El mes pasado, el investigador de seguridad Bob Diachenko descubrió una base de datos abierta de Elasticsearch que contenía un poco más de 267 millones de registros de Facebook, siendo la mayoría usuarios de los Estados Unidos.
Para muchos de estos registros, contenían el nombre completo de un usuario, su número de teléfono y una identificación única de Facebook.
El ISP que aloja la base de datos finalmente desconectó el servidor después de ser contactado por Diachenko.
Poco después, un segundo servidor que contenía los mismos datos más 42 millones de registros adicionales se puso en línea, pero fue rápidamente atacado por actores de amenazas desconocidos que dejaron un mensaje que les decía a los propietarios que aseguraran sus servidores.
De estos nuevos datos, 16,8 millones de registros incluyeron más información, como la dirección de correo electrónico, la fecha de nacimiento y el género de un usuario de Facebook.

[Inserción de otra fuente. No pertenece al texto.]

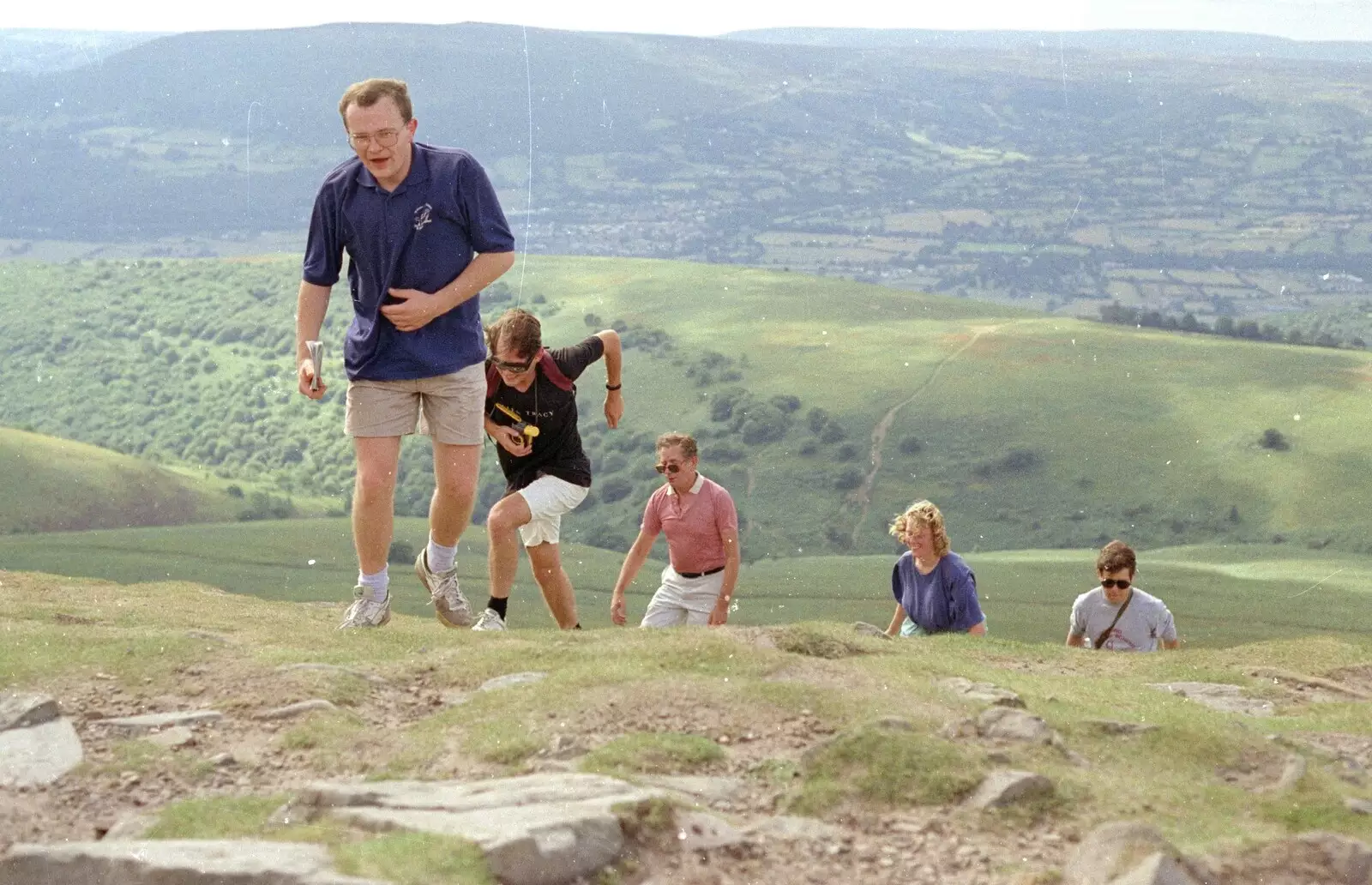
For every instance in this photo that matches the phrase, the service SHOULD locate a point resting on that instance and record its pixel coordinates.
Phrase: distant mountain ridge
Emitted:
(33, 51)
(1165, 43)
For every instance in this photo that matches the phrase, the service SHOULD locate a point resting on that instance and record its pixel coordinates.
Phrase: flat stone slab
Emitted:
(539, 829)
(1006, 788)
(980, 692)
(335, 669)
(870, 630)
(39, 755)
(1013, 725)
(20, 710)
(173, 862)
(1115, 726)
(509, 681)
(703, 832)
(173, 738)
(788, 829)
(153, 722)
(1124, 851)
(292, 711)
(1227, 699)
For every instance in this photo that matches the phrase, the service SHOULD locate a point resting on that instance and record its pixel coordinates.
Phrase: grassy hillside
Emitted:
(1221, 596)
(58, 485)
(802, 734)
(1028, 431)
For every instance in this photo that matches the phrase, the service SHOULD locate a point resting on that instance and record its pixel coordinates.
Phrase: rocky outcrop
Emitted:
(539, 829)
(1006, 788)
(173, 862)
(36, 747)
(1227, 699)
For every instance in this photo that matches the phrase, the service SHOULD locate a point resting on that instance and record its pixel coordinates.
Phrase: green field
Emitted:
(665, 701)
(1221, 596)
(1028, 431)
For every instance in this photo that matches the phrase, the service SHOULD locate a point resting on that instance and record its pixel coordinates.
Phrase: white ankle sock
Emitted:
(439, 557)
(376, 583)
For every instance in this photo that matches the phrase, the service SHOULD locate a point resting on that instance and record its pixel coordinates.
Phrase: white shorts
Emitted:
(548, 500)
(683, 600)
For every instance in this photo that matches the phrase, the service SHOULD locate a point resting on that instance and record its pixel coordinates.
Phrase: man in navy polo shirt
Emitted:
(424, 235)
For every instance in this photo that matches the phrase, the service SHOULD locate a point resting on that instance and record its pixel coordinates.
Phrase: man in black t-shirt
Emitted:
(532, 415)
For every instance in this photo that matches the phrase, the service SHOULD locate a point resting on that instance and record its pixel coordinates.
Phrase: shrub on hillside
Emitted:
(910, 445)
(262, 505)
(615, 489)
(1273, 441)
(1012, 463)
(848, 479)
(401, 552)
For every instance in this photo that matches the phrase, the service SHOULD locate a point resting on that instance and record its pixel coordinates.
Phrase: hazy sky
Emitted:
(1300, 20)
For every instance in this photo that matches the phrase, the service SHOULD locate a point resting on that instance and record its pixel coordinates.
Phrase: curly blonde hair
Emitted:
(924, 514)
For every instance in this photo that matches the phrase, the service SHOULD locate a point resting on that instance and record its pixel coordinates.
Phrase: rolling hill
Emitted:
(823, 405)
(58, 485)
(1221, 596)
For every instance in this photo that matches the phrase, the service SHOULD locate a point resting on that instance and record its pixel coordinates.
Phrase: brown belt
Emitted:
(713, 571)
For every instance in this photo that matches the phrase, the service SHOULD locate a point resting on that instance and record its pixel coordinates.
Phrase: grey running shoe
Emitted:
(490, 621)
(367, 612)
(449, 604)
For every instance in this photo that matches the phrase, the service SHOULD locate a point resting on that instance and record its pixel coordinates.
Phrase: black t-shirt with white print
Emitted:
(557, 449)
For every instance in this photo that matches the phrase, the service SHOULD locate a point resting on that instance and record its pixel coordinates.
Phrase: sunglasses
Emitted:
(512, 367)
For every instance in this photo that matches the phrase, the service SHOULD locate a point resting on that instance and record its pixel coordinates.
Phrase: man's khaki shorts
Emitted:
(446, 406)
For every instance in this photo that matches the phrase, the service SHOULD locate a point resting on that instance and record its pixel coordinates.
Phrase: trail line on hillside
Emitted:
(878, 434)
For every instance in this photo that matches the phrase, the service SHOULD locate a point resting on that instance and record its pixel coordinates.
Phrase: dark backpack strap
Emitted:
(1101, 640)
(553, 372)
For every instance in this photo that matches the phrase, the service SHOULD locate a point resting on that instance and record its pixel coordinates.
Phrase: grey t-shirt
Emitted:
(1143, 623)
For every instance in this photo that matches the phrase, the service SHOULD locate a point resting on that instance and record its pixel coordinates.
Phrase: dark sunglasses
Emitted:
(512, 367)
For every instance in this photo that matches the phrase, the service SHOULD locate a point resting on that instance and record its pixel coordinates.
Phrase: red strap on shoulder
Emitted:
(493, 381)
(553, 374)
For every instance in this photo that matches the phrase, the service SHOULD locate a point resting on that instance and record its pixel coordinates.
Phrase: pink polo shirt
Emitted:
(695, 539)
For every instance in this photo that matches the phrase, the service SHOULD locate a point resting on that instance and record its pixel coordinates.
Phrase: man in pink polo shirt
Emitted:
(701, 527)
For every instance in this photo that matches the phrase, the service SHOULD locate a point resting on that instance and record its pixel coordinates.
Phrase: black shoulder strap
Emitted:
(1101, 640)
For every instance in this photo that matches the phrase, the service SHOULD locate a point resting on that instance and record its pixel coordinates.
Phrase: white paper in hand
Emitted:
(316, 360)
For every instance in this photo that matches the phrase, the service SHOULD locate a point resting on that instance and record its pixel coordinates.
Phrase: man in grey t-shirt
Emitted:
(1097, 615)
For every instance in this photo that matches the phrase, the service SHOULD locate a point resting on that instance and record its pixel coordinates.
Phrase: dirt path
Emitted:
(878, 434)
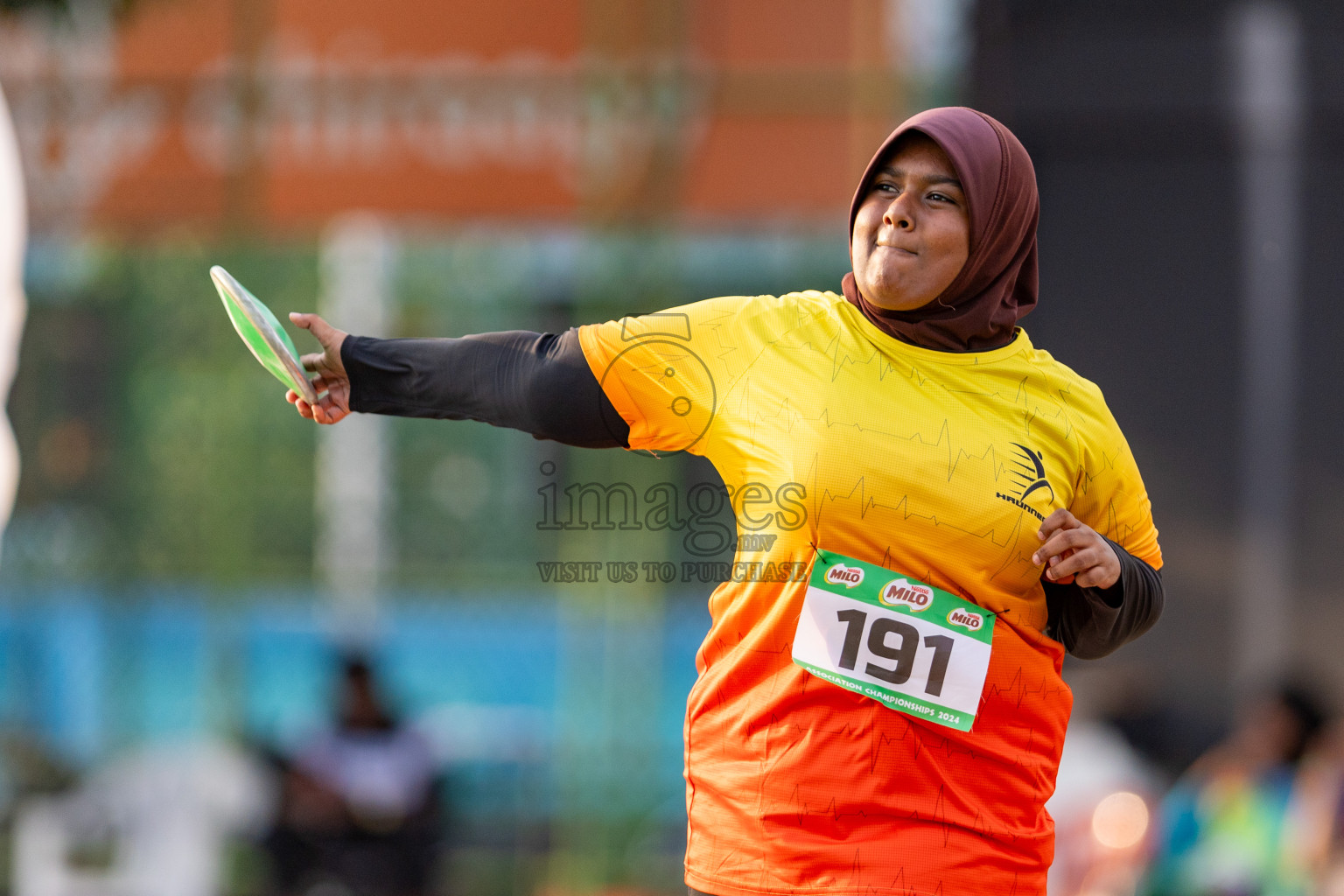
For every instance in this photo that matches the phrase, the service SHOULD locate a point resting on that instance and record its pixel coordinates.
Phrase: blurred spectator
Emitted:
(1226, 826)
(359, 803)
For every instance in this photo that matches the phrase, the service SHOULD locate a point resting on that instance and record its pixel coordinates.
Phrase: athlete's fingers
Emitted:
(1096, 567)
(1062, 542)
(1074, 564)
(321, 331)
(1060, 519)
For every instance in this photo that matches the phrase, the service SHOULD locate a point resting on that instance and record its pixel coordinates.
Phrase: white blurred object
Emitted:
(163, 815)
(14, 234)
(1101, 812)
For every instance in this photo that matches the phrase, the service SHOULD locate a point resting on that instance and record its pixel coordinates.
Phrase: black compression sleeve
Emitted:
(1093, 622)
(539, 383)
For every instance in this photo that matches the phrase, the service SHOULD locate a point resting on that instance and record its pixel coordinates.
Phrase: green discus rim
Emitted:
(262, 333)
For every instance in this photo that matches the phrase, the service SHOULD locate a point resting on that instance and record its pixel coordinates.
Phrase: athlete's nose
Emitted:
(898, 214)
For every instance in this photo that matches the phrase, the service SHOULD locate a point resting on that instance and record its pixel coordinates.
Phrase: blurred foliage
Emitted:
(155, 448)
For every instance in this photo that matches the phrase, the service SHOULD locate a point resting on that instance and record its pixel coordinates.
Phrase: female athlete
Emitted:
(842, 737)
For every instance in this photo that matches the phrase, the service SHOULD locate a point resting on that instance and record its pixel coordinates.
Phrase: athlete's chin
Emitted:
(897, 298)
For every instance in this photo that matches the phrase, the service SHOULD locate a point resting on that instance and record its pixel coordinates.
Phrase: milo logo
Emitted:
(910, 594)
(970, 621)
(840, 574)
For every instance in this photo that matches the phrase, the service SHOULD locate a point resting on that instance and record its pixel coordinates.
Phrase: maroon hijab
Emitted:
(998, 285)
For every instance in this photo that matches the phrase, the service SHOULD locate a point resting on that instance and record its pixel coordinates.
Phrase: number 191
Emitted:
(903, 654)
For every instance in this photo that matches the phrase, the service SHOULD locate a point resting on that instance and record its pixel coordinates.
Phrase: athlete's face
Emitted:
(913, 231)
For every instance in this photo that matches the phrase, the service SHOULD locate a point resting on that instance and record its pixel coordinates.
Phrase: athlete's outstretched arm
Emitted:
(539, 383)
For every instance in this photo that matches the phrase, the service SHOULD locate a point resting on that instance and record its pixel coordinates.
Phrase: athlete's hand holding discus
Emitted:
(1074, 552)
(331, 382)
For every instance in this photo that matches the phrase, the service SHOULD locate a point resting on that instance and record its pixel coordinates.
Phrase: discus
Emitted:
(262, 333)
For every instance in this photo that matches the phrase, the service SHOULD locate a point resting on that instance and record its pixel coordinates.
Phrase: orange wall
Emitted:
(281, 113)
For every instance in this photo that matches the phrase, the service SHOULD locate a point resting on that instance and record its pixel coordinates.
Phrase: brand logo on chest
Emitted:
(1027, 473)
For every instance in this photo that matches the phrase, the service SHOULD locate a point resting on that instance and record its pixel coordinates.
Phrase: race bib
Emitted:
(890, 637)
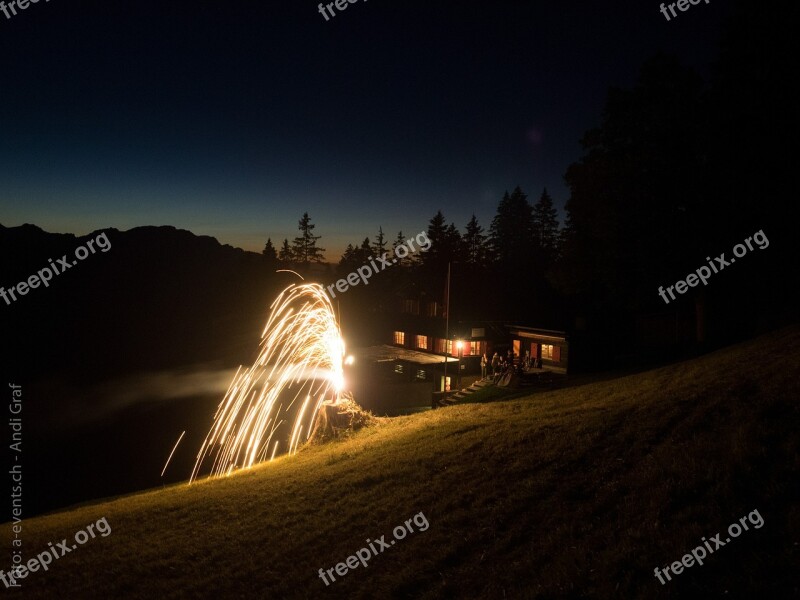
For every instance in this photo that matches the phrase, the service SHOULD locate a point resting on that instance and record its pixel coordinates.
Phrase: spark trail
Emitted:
(302, 351)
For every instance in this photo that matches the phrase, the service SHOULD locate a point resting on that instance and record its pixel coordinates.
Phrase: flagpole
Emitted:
(446, 327)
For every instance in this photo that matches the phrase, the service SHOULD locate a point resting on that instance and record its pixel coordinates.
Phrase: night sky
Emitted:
(232, 118)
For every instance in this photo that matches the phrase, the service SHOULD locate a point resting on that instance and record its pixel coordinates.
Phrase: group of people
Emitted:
(502, 365)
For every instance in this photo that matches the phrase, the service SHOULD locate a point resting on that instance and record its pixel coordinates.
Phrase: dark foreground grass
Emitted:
(574, 493)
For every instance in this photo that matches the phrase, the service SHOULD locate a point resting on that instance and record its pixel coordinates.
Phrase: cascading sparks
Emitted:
(301, 349)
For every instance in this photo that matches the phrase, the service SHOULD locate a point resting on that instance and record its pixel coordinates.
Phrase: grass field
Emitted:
(578, 493)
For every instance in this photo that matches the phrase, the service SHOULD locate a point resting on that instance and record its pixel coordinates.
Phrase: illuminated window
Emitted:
(443, 346)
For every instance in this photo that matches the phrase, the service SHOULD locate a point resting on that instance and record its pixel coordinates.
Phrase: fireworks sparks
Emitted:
(298, 368)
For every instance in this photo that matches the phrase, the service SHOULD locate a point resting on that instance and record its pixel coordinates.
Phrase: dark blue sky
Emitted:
(233, 118)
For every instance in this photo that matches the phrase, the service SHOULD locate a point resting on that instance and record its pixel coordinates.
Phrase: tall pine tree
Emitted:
(474, 243)
(304, 246)
(545, 226)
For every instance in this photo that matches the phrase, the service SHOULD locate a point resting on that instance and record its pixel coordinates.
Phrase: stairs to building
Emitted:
(455, 397)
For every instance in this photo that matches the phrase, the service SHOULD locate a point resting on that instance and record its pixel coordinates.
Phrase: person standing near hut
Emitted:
(495, 364)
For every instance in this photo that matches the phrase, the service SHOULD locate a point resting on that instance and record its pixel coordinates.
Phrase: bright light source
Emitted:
(301, 354)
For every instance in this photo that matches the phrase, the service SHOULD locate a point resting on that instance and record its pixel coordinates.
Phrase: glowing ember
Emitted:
(301, 352)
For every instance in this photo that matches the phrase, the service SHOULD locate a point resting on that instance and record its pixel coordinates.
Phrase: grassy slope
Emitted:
(572, 493)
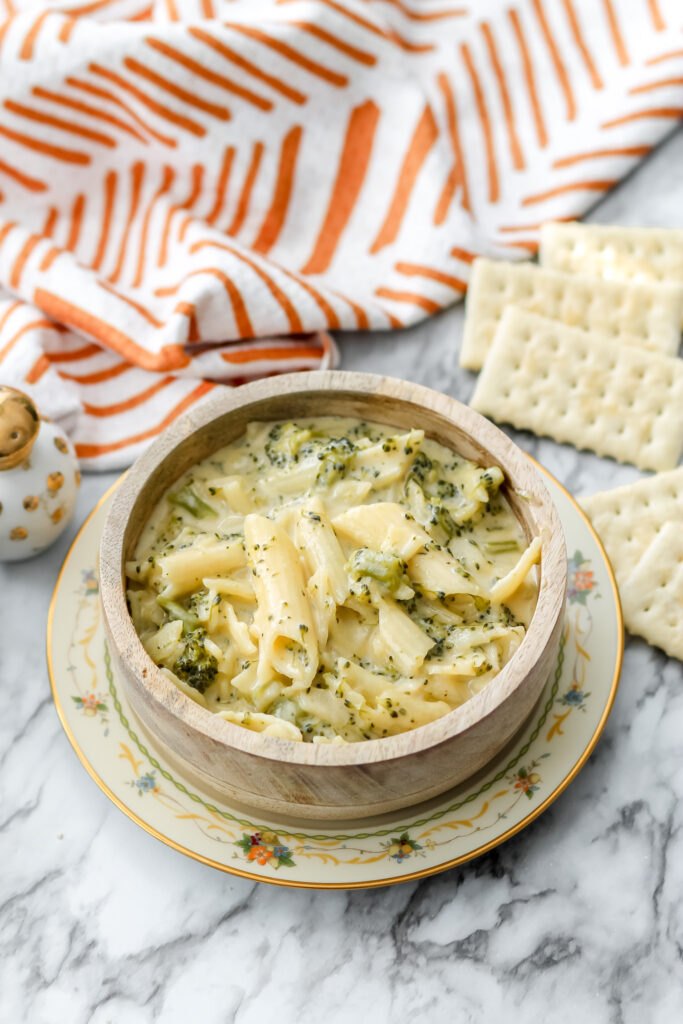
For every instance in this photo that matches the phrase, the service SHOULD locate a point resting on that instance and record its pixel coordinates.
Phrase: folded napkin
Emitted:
(196, 192)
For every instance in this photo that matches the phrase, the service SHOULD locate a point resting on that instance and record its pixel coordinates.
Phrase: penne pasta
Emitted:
(332, 581)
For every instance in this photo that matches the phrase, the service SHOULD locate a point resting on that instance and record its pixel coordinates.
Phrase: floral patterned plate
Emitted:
(514, 790)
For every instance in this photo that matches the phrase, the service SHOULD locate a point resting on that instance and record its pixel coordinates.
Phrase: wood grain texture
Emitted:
(359, 779)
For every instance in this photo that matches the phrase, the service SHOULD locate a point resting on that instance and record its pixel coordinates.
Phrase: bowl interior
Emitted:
(396, 403)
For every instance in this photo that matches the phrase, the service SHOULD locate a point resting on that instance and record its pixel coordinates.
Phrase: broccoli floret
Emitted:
(196, 666)
(429, 474)
(284, 442)
(384, 567)
(186, 499)
(334, 459)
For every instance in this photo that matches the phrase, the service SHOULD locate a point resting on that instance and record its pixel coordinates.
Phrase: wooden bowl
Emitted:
(307, 780)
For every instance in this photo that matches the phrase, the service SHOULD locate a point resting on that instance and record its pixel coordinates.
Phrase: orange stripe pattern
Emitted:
(194, 194)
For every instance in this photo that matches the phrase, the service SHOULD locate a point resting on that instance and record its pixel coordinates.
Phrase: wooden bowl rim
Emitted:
(370, 387)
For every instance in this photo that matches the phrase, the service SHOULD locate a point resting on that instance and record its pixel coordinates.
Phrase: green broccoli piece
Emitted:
(284, 442)
(334, 460)
(384, 567)
(186, 499)
(196, 666)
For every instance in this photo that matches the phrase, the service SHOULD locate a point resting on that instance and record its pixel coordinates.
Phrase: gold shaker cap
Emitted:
(19, 424)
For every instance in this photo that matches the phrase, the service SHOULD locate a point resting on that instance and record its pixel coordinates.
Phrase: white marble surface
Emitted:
(578, 918)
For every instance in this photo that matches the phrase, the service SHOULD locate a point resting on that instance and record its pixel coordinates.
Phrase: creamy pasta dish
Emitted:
(333, 581)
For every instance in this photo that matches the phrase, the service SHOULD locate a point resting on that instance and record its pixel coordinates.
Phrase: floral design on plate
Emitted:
(419, 841)
(526, 778)
(400, 847)
(265, 847)
(581, 579)
(90, 705)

No se descubrió a quién pertenecían estos servidores, pero Diachenko creía que era propiedad de una organización criminal que robó los datos utilizando la API de Facebook antes de que se bloqueara o mediante el raspado de perfiles públicos.
Los datos ahora se venden por £ 500
Este fin de semana, la firma de inteligencia de seguridad cibernética Cyble descubrió a un actor de amenazas que vendía esta base de datos por £ 500 en la web oscura y a través de foros de piratería.
En una conversación con Beenu Arora, CEO de Cyble, a BleepingComputer le dijeron que los investigadores habían comprado la base de datos para verificar los datos y que la estaban agregando a su servicio de notificación de incumplimiento http://AmIbreached.com .
Al igual que Diachenko, Arora no está seguro de cómo se compilaron estos datos.
«En esta etapa, no sabemos cómo se filtraron los datos en primera instancia, podría deberse a una fuga en la API de terceros o al desguace», dijo Arora a BleepingComputer. «Dado que los datos contienen detalles confidenciales sobre los usuarios, los ciberdelincuentes podrían utilizarlos para suplantación de identidad y spam».